This review is for:
Travels With Charley
It is for the category: A Book About A Road Trip
This is the story of John Steinbeck (author of the book) and his travels across America for 3 months with his dog, Charley. He had decided he wanted to see America, so he bought a truck with a trailer on top that he could live in while on the road. He packed the essentials and headed off. He meets several people on the road - inviting them to dine with him or just sit and chat. He meets Americans from all walks of life while traveling the countryside. He deals with his dog getting sick, and constantly getting lost before he returns home to his wife with a renewed sense of America and its people.
I really enjoyed this book. At first, I have to admit, I was afraid I wasn't going to like it. Steinbeck talked very little about the actual scenery around him and the beautiful places he visited. He focused mostly on the people and what it was like to travel across the country. I thought at first this was odd, but then the writing too over, and I was hooked. He spoke beautiful about the people he met. He made me laugh with stories about his dog and how it was to travel with an animal for all of those months. In truth, I don't think Steinbeck was glad he went on this trip. I think, like most of us when we travel, have a delusion of what to expect when we go. And sometimes, the truth is not what we imagined, and it makes us wish we would have just stayed home.
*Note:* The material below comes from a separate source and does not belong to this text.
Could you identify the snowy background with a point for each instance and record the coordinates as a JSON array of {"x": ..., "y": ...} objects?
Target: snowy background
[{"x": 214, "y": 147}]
I think he met a lot of people across the country that upset him, and he missed his wife, and his dog got sick, and he was in a cramped space, and after awhile - it just wasn't what he was hoping for.
This book had quite a few great quotes (I am a sucker for quotes) that I wanted to write here so that I can look back and remember them.
"I was born lost, and take no pleasure in being found"
"I wonder why progress looks so much like destruction"
"A journey is like a marriage. The certain way to be wrong is to think you can control it"
"I suppose our capacity for self-delusion is boundless"
"The only good writer is a dead writer"
"Where the rich lead, the poor will follow. Or try to"
I really like Steinbeck. I haven't read anything of his in awhile, and never read this one, but I have a special fondness for him that I developed in college.